The Amazing Diving Duckling

You might think that the month-old Long Lake duckling would have been satisfied with its lot. Facing certain death after it became separated from its mother and siblings four weeks ago, this youngster somehow crossed paths with a loon pair that was grieving for its own lost chick. Though they look somewhat alike on the water, loons and mallards are not closely related among birds. Loons’ closest relatives are penguins and pelicans; ducks’ are chickens and grouse. But dire need trumped phylogeny, in this case, and the loon pair and duckling became a family. The loons are attentive parents, as Linda Grenzer’s photo shows.

The difference in diet between loons and mallards proved no obstacle; the duckling greedily consumed fish captured and offered to it by its adopted parents. As I mentioned in an earlier post, Elaina and Linda also found that the duckling foraged on its own, taking invertebrates and possibly also plant material from the shore and passing vegetation, as a normal mallard duckling would.
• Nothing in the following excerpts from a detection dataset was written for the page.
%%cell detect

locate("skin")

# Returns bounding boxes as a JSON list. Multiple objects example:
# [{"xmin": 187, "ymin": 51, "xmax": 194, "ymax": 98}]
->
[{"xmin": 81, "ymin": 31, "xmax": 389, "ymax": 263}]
LMG 26875 Baker Lake Loons n Duckling Splash Dive

Recently, though, the duckling has shown itself to be a far more versatile forager than any normal mallard. You see, it also dives. Linda verified this behavior with numerous video recordings. The duckling, moreover, does not dive for an instant and then pop immediately back up to the surface. It submerges itself for several seconds, reaching the bottom of the lake — which is more than a meter away — and returns to the surface. (Linda’s photo captured one of these plunges, just as the duckling’s tail was about to disappear beneath the water.) We know that the duckling dives deeply, because it sometimes grabs a prey item from the bottom, brings it up to the surface, and consumes the item next to its foster parents. While Linda watched, for example, the duckling captured and ate a snail.
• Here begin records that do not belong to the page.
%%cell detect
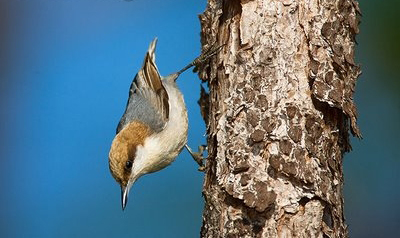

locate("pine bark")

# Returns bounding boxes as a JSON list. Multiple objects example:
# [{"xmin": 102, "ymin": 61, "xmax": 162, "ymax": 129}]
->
[{"xmin": 199, "ymin": 0, "xmax": 361, "ymax": 238}]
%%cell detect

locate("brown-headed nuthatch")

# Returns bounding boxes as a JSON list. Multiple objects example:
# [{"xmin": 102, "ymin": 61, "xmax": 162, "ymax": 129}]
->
[{"xmin": 109, "ymin": 39, "xmax": 219, "ymax": 210}]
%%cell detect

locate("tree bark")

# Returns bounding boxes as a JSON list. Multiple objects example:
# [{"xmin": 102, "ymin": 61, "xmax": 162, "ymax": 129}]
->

To appreciate the shock I felt upon learning of the novel diving behavior of this mallard, one needs to understand a bit of duck taxonomy. Mallards are “dabbling ducks”, so named because their aquatic foraging consists of upending themselves — dunking their heads in the water and sticking their tails straight up in the air — while picking up small animal prey and plant matter from shorelines. They never become fully submerged, like loons do. As dabblers, mallards are allied with gadwall and teal, which feed similarly, and differ starkly from other group of ducks, like scaup and bufflehead, which are “diving ducks”. So by mimicking the diving behavior shown by its foster parents, this little duckling is thumbing his bill at a well-known scheme of avian taxonomy.
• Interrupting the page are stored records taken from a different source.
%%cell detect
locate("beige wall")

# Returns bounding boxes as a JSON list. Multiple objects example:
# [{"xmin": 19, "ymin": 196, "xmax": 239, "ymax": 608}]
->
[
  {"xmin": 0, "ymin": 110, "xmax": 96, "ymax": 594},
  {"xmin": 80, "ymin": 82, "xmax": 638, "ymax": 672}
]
I would give a lot to get inside the duckling’s head and learn how and why it began to dive. Was it pure learning picked up from the loon pair, which dive constantly and might have served as role models? Or did the youngster attempt to dabble, find itself in water too deep for dabbling, and simply “extend” its dabbling efforts to reach the lake bottom, where food awaited? Either way, the duckling has shown incredible flexibility in acquiring food.

I never wanted to fall in love with this duckling. I thought that Daffy and Donald had ruined ducks for me forever. But this little guy’s plucky adaptability might just turn me around.